The Fight to #ReplaceNAFTA Must Put Racial Justice Front and Center

As renegotiation of the North American Free Trade Agreement (NAFTA) heats up, now is the time to paint a clear vision for the trade deal’s replacement by centering NAFTA’s oft-excluded effects on the jobs, wages, air, water, and land of communities of color.

Two weeks ago, I moderated a panel hosted by Rep. Keith Ellison (MN-5) on this very topic. The congressional briefing featured Movement for Black Lives, advocates for immigrant justice and indigenous rights, and union leaders, for whom NAFTA’s effects are not theoretical, but tangible and personal. Each speaker told how the corporate trade deal devalues their lives and labor and extracts their resources for the benefit of the few. Click here to watch the video of their powerful presentations.
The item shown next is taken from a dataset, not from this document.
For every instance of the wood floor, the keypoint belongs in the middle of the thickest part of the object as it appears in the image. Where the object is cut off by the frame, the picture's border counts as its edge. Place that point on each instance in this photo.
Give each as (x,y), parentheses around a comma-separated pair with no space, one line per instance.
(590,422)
Erika Andiola, a DACA recipient and immigrants’ rights leader with Our Revolution, detailed how corporations used NAFTA to offshore their pollution to her hometown in Mexico and “dump all their waste in our rivers.” She explained how NAFTA enabled agribusiness giants to bankrupt the livelihoods of millions of Mexican campesinos, forcing many to flee north. Indeed, Erika said that NAFTA is part of the reason that her own family migrated to the U.S.

Michael Smith, a grandfather and member of the BCTGM union, told the audience how he lost his job last year when Nabisco decided to outsource 600 jobs from Chicago’s South Side to Mexico, so as to exploit Mexico’s low wages and environmental standards under NAFTA. Michael said, “Nabisco now wants to sell to our South Side community the very products we used to make.” Nabisco moved Michael’s job to Monterrey, Mexico, where Nabisco workers are now paid about $1 per hour and exposed to toxic chemicals.

Tara Houska, an indigenous rights leader from Honor the Earth, emphasized that it is our native sisters and brothers who bear the brunt of “pipeline after pipeline” under NAFTA. Tara is currently living in a protest encampment in Minnesota to try to block devastation from Enbridge’s Line 3 -- a pipeline project that would pump more tar sands oil from Canada. NAFTA requires Canada to export a steady share of  tar sands oil to the U.S. every year, undercutting Tara’s fight.

Colette Pichon Battle, member of the Movement for Black Lives policy table and executive director of the U.S. Human Rights Network, reminded us how “NAFTA impacts are not only seen on the assembly line, but also ripple through our cities’ housing, education, and water crises.” Colette has spent over a decade working for a just recovery from climate disasters ranging from Hurricane Katrina to Hurricane Maria. She explained that from the Gulf coast of Louisiana to Detroit, black and brown communities are seen as sacrifice zones -- ones that bear the costs of toxic trade.

NAFTA has been a disaster for all working people across North America. For communities of color, those impacts have been compounded by systemic racism for decades. We must not perpetuate a story of NAFTA’s effects that erases the struggles of black and brown people across borders. By ignoring NAFTA’s damage to communities of color, politicians like Donald Trump can shift blame to those very communities, stoking racism and xenophobia.

Today, we say no more. Our work is to spotlight a NAFTA replacement agenda that is actually rooted in benefits for workers and communities across racial lines -- a truly multiracial movement for trade justice. When we fight for the rights and livelihoods of everyone, everywhere, we win. No excuses, and no community left behind.